My first on- the- job challenge, after resisting strangling Mrs. H., had presented itself in the form of the garbage lock-boxes, three wooden containers lined up in the alley beside the building. Monday, as we were beginning to smell, was garbage day, and James had the only set of keys to the padlocks.

I stomped over to the bookshelf, pulled out the yellow pages, and plopped them on top of the toolbox.

“Wait a minute, chickie. Locksmiths charge as much as plumbers and electricians. You’re sure no one else has a set of keys?”

I shook my head.

“What about looking in James’s apartment?”

I raised my eyebrows at her. Police tape was strung like birthday banners across his door. “It’s probably locked.”

“You think people remember to lock up and turn off the lights and fold back the bedspread after the cops bust in and take ‘em to the clink?”

“Listen to you, Shawshank.”

“Seriously. It’s probably unlocked and, you know, if he left the lights on …”

My own dim bulb started to flicker. “It’s my responsibility to make sure we’re not wasting the building’s resources.”

“What if the water’s running?” Mercedes said, all wide-eyed innocence.

“Mrs. H. said she smelled something! If his apartment was on fire, there’s no way I wouldn’t be allowed in …”

Mercedes strode through my living room to the front door. I scampered after her out onto the landing. She put her hands on her slim hips and nodded for me to open the door.

“Why me? It was your idea,” I whispered.

“Because it should be your fingerprints,” she hissed back.

“Fingerprints! Fingerprints doesn’t sound good!” I started to back into my apartment, but Mercedes grabbed my arm.

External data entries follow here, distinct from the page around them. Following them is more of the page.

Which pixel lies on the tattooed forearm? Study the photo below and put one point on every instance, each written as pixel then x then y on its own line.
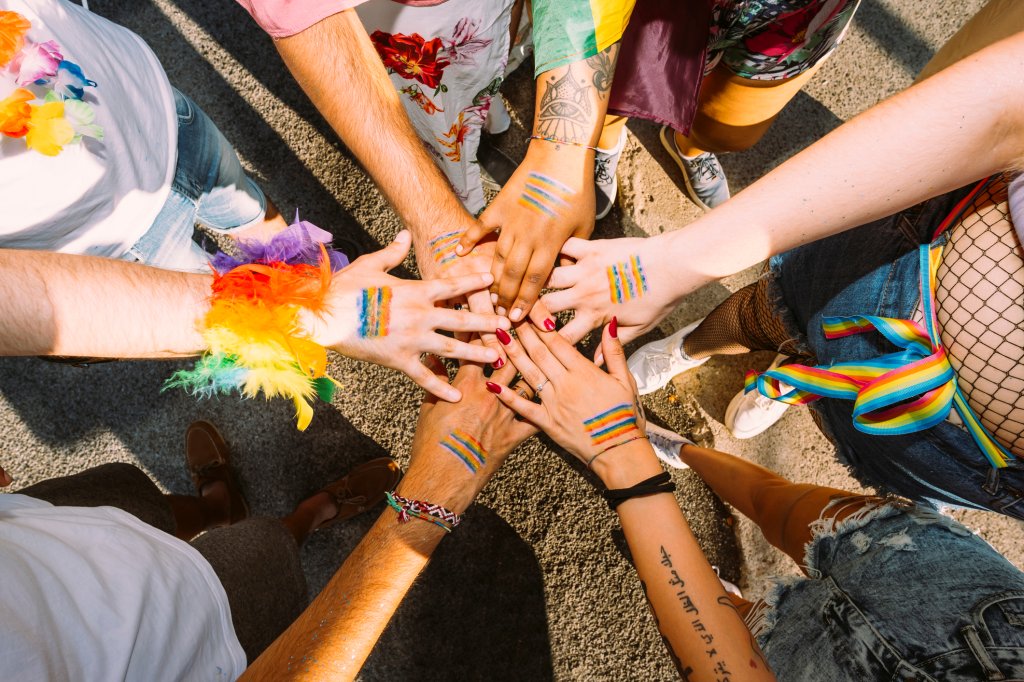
pixel 565 113
pixel 603 66
pixel 755 649
pixel 568 109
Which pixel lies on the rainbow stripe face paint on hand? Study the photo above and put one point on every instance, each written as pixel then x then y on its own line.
pixel 442 248
pixel 375 311
pixel 627 281
pixel 467 449
pixel 544 195
pixel 610 424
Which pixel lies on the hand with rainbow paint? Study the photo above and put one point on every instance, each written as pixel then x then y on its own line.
pixel 459 446
pixel 584 409
pixel 628 279
pixel 549 199
pixel 381 318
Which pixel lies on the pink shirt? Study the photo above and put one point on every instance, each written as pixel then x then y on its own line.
pixel 287 17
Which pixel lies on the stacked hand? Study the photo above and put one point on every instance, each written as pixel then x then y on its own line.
pixel 378 317
pixel 549 199
pixel 586 410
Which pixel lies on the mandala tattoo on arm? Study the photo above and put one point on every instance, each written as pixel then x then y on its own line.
pixel 565 113
pixel 603 66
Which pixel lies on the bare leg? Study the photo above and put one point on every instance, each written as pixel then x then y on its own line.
pixel 783 510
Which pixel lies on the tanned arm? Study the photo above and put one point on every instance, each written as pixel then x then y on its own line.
pixel 701 629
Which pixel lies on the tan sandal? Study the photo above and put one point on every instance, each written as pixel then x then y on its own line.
pixel 209 460
pixel 361 488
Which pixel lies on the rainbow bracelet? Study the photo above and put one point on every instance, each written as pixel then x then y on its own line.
pixel 255 342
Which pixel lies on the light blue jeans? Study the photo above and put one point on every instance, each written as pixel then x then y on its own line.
pixel 897 593
pixel 209 187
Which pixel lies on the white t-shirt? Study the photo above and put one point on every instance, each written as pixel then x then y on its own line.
pixel 92 593
pixel 96 197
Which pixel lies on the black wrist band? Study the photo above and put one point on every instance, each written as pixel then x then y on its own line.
pixel 653 485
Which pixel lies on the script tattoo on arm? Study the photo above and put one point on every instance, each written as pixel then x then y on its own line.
pixel 755 649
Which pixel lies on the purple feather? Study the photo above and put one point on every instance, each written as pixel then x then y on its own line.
pixel 299 243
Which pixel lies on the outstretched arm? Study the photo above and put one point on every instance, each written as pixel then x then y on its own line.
pixel 958 126
pixel 338 68
pixel 595 416
pixel 550 198
pixel 59 304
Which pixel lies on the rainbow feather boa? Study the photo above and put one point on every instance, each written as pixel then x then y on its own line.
pixel 254 339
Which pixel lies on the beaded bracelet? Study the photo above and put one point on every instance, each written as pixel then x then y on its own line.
pixel 423 510
pixel 555 140
pixel 255 342
pixel 612 446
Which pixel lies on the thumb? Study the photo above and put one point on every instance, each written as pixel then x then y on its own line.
pixel 390 256
pixel 613 353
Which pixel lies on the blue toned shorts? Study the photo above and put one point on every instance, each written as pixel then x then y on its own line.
pixel 897 594
pixel 873 269
pixel 209 187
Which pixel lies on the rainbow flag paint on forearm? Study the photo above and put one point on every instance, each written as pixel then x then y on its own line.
pixel 567 31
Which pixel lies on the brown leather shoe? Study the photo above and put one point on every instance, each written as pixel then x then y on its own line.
pixel 361 488
pixel 209 460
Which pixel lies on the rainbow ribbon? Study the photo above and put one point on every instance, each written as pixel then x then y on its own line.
pixel 902 392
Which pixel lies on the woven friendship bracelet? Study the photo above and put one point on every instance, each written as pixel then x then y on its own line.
pixel 424 511
pixel 555 140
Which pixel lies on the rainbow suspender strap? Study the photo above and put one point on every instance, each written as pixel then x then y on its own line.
pixel 902 392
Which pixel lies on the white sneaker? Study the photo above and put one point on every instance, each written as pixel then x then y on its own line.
pixel 654 365
pixel 751 414
pixel 667 445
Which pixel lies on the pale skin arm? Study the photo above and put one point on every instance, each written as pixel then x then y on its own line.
pixel 338 68
pixel 59 304
pixel 957 127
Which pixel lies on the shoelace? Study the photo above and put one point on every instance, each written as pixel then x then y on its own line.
pixel 706 166
pixel 601 174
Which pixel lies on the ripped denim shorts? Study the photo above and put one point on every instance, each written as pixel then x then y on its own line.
pixel 873 269
pixel 898 592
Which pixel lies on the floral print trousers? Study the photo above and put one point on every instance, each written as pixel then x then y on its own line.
pixel 446 61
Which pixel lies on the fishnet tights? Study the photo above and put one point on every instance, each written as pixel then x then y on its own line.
pixel 980 308
pixel 742 323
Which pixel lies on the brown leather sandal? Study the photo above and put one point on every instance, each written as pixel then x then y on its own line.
pixel 361 488
pixel 209 460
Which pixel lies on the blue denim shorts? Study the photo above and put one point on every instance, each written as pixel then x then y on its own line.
pixel 897 593
pixel 210 187
pixel 873 269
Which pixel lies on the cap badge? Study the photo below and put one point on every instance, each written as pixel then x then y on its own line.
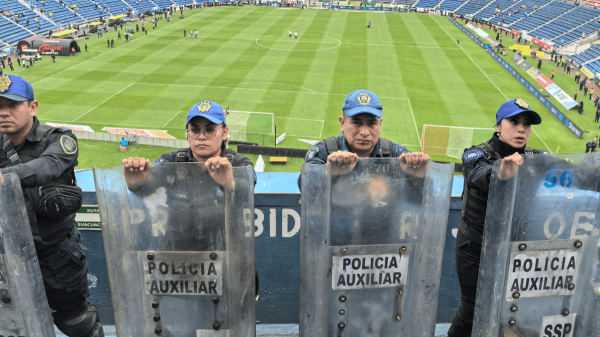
pixel 521 103
pixel 5 83
pixel 204 107
pixel 364 98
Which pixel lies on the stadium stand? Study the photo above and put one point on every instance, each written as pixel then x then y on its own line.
pixel 568 22
pixel 509 16
pixel 10 32
pixel 143 5
pixel 427 3
pixel 451 5
pixel 472 7
pixel 490 11
pixel 589 55
pixel 550 12
pixel 86 9
pixel 56 12
pixel 40 26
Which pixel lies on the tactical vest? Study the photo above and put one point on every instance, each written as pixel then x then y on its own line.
pixel 41 226
pixel 475 201
pixel 332 144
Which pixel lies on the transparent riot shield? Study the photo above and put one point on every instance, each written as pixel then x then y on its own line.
pixel 24 307
pixel 539 250
pixel 371 249
pixel 180 252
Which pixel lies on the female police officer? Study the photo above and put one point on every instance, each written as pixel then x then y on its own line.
pixel 206 131
pixel 513 127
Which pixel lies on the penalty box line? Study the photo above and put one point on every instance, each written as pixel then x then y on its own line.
pixel 291 118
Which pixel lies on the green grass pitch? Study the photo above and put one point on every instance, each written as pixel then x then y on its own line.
pixel 244 59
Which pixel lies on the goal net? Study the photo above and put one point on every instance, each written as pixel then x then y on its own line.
pixel 247 126
pixel 451 141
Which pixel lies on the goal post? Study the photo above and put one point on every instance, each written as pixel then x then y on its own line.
pixel 249 126
pixel 451 141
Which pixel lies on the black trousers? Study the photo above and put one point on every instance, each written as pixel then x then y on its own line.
pixel 64 269
pixel 468 255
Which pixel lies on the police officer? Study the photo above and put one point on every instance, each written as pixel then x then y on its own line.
pixel 44 158
pixel 206 131
pixel 509 142
pixel 361 128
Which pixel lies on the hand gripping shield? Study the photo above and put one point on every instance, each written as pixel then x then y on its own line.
pixel 24 307
pixel 371 249
pixel 540 247
pixel 180 252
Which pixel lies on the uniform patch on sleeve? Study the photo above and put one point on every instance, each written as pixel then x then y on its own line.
pixel 472 154
pixel 311 152
pixel 68 144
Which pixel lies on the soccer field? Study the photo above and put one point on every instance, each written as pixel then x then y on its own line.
pixel 244 60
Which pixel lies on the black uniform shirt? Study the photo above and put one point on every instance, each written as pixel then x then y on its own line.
pixel 50 165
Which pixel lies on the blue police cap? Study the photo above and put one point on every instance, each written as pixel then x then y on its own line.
pixel 362 101
pixel 515 107
pixel 209 110
pixel 15 88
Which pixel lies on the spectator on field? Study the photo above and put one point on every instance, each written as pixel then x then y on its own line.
pixel 131 138
pixel 588 146
pixel 123 144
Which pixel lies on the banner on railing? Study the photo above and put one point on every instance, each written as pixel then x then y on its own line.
pixel 71 127
pixel 563 98
pixel 587 72
pixel 576 130
pixel 139 132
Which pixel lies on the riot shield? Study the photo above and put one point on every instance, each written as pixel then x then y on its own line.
pixel 371 249
pixel 24 307
pixel 539 249
pixel 180 252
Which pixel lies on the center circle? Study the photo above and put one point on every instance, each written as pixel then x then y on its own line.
pixel 305 42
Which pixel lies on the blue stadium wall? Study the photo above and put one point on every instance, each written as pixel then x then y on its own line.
pixel 277 214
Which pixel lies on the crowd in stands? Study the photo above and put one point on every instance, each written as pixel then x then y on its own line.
pixel 41 17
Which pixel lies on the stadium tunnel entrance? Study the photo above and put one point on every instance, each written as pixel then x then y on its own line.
pixel 62 47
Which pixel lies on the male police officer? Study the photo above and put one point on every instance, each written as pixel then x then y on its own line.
pixel 361 127
pixel 44 159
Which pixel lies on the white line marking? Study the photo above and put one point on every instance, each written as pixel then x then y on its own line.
pixel 248 12
pixel 103 102
pixel 113 124
pixel 172 118
pixel 302 119
pixel 321 133
pixel 546 145
pixel 111 49
pixel 415 121
pixel 258 89
pixel 289 85
pixel 253 112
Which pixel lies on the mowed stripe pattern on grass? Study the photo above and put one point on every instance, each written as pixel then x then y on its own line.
pixel 415 67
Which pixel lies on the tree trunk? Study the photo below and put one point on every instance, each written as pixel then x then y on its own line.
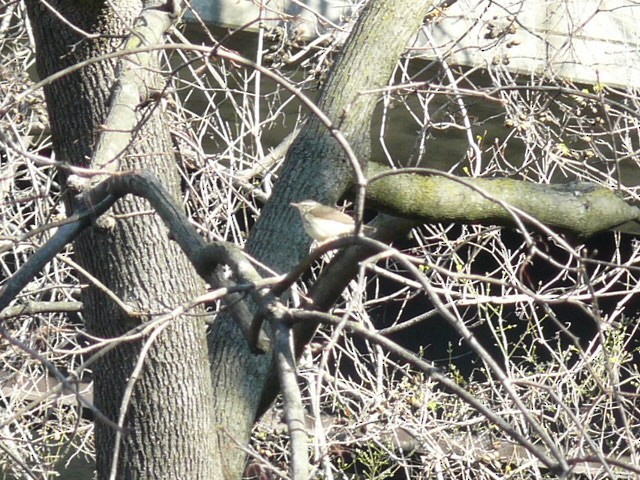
pixel 167 428
pixel 316 167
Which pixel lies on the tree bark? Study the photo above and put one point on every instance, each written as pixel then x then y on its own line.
pixel 316 167
pixel 167 428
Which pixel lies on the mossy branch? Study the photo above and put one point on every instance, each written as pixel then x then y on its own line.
pixel 579 207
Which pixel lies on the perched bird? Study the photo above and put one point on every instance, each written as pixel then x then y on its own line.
pixel 322 222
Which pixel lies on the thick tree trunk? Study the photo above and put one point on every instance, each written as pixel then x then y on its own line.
pixel 167 428
pixel 316 167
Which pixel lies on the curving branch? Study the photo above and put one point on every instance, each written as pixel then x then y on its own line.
pixel 431 196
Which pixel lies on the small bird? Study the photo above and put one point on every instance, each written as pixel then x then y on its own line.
pixel 322 222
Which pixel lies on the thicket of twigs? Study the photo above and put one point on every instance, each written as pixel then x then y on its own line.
pixel 541 327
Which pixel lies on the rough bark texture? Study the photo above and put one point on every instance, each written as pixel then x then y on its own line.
pixel 315 168
pixel 168 423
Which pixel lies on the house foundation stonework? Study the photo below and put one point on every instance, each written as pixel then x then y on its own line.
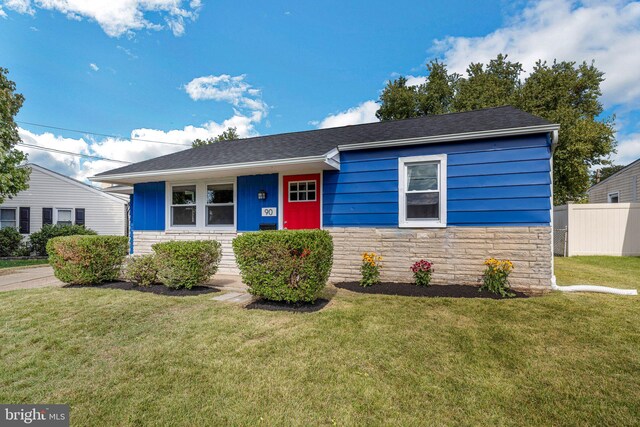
pixel 143 240
pixel 458 253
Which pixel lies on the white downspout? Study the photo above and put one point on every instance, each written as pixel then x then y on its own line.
pixel 575 288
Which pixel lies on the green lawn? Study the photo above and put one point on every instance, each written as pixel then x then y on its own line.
pixel 127 358
pixel 621 272
pixel 21 262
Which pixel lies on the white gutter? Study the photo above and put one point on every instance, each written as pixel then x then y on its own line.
pixel 576 288
pixel 232 166
pixel 592 288
pixel 452 137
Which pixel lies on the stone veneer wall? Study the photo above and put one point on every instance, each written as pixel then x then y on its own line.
pixel 458 253
pixel 142 241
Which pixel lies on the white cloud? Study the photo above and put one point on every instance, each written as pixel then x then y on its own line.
pixel 628 149
pixel 127 52
pixel 123 149
pixel 363 113
pixel 118 17
pixel 605 31
pixel 415 80
pixel 232 89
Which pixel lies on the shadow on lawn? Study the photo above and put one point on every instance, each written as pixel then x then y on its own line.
pixel 154 289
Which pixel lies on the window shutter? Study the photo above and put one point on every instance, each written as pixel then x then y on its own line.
pixel 25 220
pixel 47 216
pixel 80 216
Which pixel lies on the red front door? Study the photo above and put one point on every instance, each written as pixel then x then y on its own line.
pixel 301 201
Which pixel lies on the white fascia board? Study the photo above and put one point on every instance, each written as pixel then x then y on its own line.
pixel 451 137
pixel 231 166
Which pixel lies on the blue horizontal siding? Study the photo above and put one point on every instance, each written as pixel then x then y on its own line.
pixel 499 217
pixel 497 192
pixel 149 206
pixel 504 181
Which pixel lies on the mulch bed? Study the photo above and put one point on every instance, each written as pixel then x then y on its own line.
pixel 262 304
pixel 154 289
pixel 412 290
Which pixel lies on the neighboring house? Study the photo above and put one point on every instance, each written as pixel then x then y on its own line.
pixel 621 187
pixel 53 198
pixel 454 189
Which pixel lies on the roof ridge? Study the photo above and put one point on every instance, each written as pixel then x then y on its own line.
pixel 426 116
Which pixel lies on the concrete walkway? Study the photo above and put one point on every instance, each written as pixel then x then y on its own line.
pixel 27 278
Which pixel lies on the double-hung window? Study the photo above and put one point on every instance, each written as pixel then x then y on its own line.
pixel 64 217
pixel 8 218
pixel 422 191
pixel 220 204
pixel 183 205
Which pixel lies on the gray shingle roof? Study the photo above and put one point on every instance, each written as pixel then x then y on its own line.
pixel 321 141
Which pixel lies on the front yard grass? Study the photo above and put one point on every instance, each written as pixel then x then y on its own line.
pixel 21 262
pixel 128 358
pixel 619 272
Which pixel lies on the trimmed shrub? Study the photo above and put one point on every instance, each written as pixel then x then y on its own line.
pixel 87 260
pixel 40 238
pixel 187 263
pixel 10 239
pixel 141 270
pixel 285 265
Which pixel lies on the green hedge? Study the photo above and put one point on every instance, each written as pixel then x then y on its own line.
pixel 87 260
pixel 40 238
pixel 10 240
pixel 187 263
pixel 285 265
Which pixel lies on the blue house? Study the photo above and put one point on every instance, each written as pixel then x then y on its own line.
pixel 454 189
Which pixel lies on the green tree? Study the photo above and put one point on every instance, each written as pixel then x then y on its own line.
pixel 228 135
pixel 497 84
pixel 398 101
pixel 563 93
pixel 436 95
pixel 13 178
pixel 568 94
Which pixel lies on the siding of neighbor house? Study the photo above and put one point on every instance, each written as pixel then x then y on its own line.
pixel 103 213
pixel 497 182
pixel 625 183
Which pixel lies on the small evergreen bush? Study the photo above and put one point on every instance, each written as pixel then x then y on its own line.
pixel 87 260
pixel 495 277
pixel 40 238
pixel 187 263
pixel 285 265
pixel 141 270
pixel 10 240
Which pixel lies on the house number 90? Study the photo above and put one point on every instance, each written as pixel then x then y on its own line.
pixel 269 211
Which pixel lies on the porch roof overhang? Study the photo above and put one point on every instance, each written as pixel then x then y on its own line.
pixel 327 161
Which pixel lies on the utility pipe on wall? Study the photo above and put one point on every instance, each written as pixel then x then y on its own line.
pixel 591 288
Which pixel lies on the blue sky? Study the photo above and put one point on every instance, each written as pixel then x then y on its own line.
pixel 190 69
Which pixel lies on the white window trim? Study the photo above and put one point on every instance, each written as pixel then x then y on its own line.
pixel 171 205
pixel 201 203
pixel 55 215
pixel 614 193
pixel 307 181
pixel 15 215
pixel 206 205
pixel 402 178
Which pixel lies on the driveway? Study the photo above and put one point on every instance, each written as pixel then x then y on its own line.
pixel 27 278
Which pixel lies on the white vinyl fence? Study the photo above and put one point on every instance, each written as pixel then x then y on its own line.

“Open the frigging door, moron.” I briefly thought about the night before, when Tag had called me a fuckwad, and wondered if maybe we hadn’t all gotten a little too familiar with each other.

I quickly looked up and down the stairs and then tried the handle, hoping it would be locked. It gave way immediately and I jumped back. Even Mercedes looked surprised. The door creaked open slowly as we peered through the crisscrossed tape.

In the ten years he’d been our super, I’d never been inside James’s apartment, not even after I’d moved downstairs from my childhood home. If I needed something, I called him or knocked on his door and waited for him to come to my place. From where we stood, it didn’t
look
like a split personality’s dwelling. It was tidy, if a little dark, well appointed and sleek, if a bit unoriginal. Black leather sofa set, chrome- and- glass coffee table, giant flat- screen TV, plush gray carpeting. Every thing screamed Bachelor Pad.

I looked at Mercedes. She put her nose in the air and sniffed. “I definitely smell something.” She was not letting me off the hook, and if I was going to be honest with myself, I was starting to get a little excited about the prospect of sanctioned snooping. The police tape was everywhere, but it had been hastily and loosely strung up. I straddled one banner, ducked under another and … I was in.

Being in someone else’s home alone was the ultimate test
of restraint. Or rather, the ultimate test
of my
restraint. If I had been a dog, I’d have raced in and sniffed every corner. Rooted through the garbage, pawed at the drawers, jumped on the beds. It was only the painstaking evolution of human behavior—and its technological offspring, the nanny- cam—that kept me from opening people’s refrigerators, their desk drawers, their medicine cabinets. (Snooping through Hayden’s apartment didn’t count as a transgression—that had been an act of self-preservation.)